Eski Türkiye, yeni Türkiye karşıtlığı -artık pek kullanmasa da-
bir dönem dilinden düşmezdi Erdoğan’ın. Bundan böyle muhalefetin de
eski AKP yeni AKP tanımını kullanması şaşırtıcı olmaz. Gerçi Berat
Albayrak’ın istifasına ekonomi yönetimi açısından, haddinden fazla
önem atfetmek olur ama neyse ki Millet İttifakı partileri, kendi
gölgelerinden korktukları için gündemi derinleştirmeyi bile
başaramıyorlar. Muhalefetin siyasi basiret sorunu nedeniyle Ak
Parti içindeki kaynama gündemde geniş yankı uyandıramazken iktidar
medyası Muharrem İnce’yi, Muzaffer Özdağ’ı her vesileyle ekranlara
taşıyor.
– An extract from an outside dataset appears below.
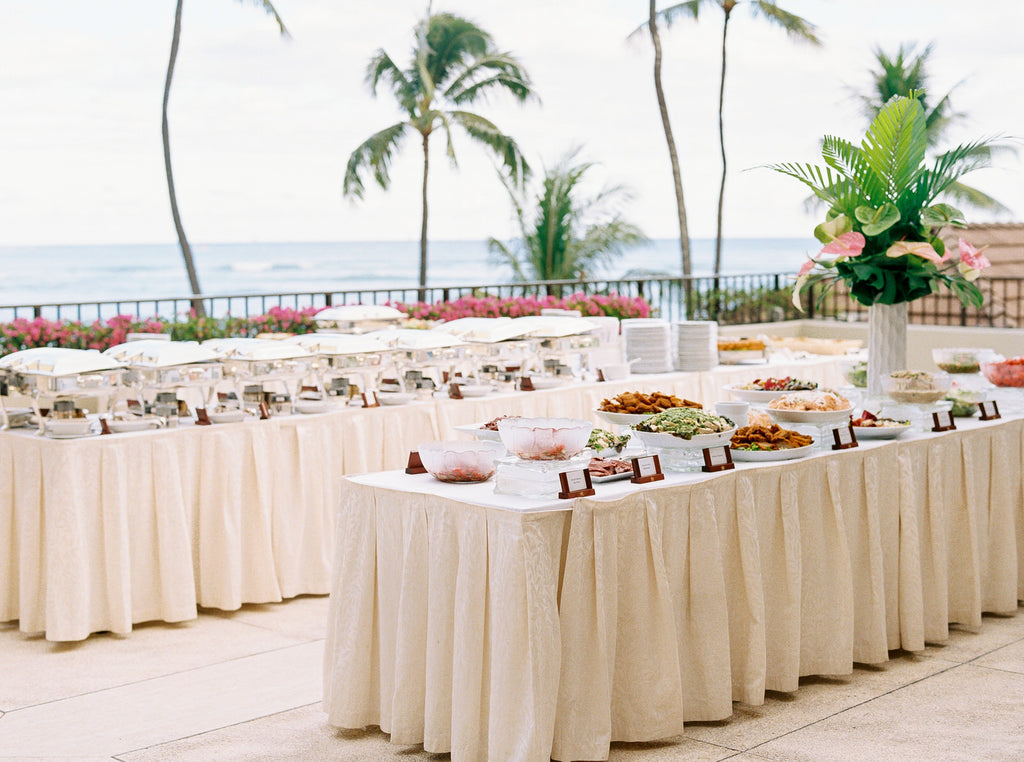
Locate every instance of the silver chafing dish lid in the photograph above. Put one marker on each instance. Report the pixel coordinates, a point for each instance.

Hazine ve Maliye Bakanlığı'nın, bakansız kalıp kalmadığı
bile muallakta tutulurken böylesi bir iktidar krizi yerine
iktidarın medyası, CHP ve İyi Parti'nin iç sorunlarını gündemin
başköşesine oturtuyor rahatlıkla. İktidar bloku, bu iki partiyi ve
HDP’yi hep aynı kefeye koyduğu halde onların muhalefet bloku olarak
görünmekten kaçınması, Plan Bütçe Komisyonu'nda gerçekleşen bütçe
sunumlarına da yansıdı.
Cumhurbaşkanı Yardımcısı Fuat Oktay’ın bütçe sunumu sırasında,
İstanbul Sözleşmesi gündeme taşınabilirdi. EŞİK- Eşitlik için Kadın
Platformu olarak Sözleşme’ye taraftar tüm milletvekillerinin,
İstanbul Sözleşmesi yazılı maskeler takmasını talep etmiştik.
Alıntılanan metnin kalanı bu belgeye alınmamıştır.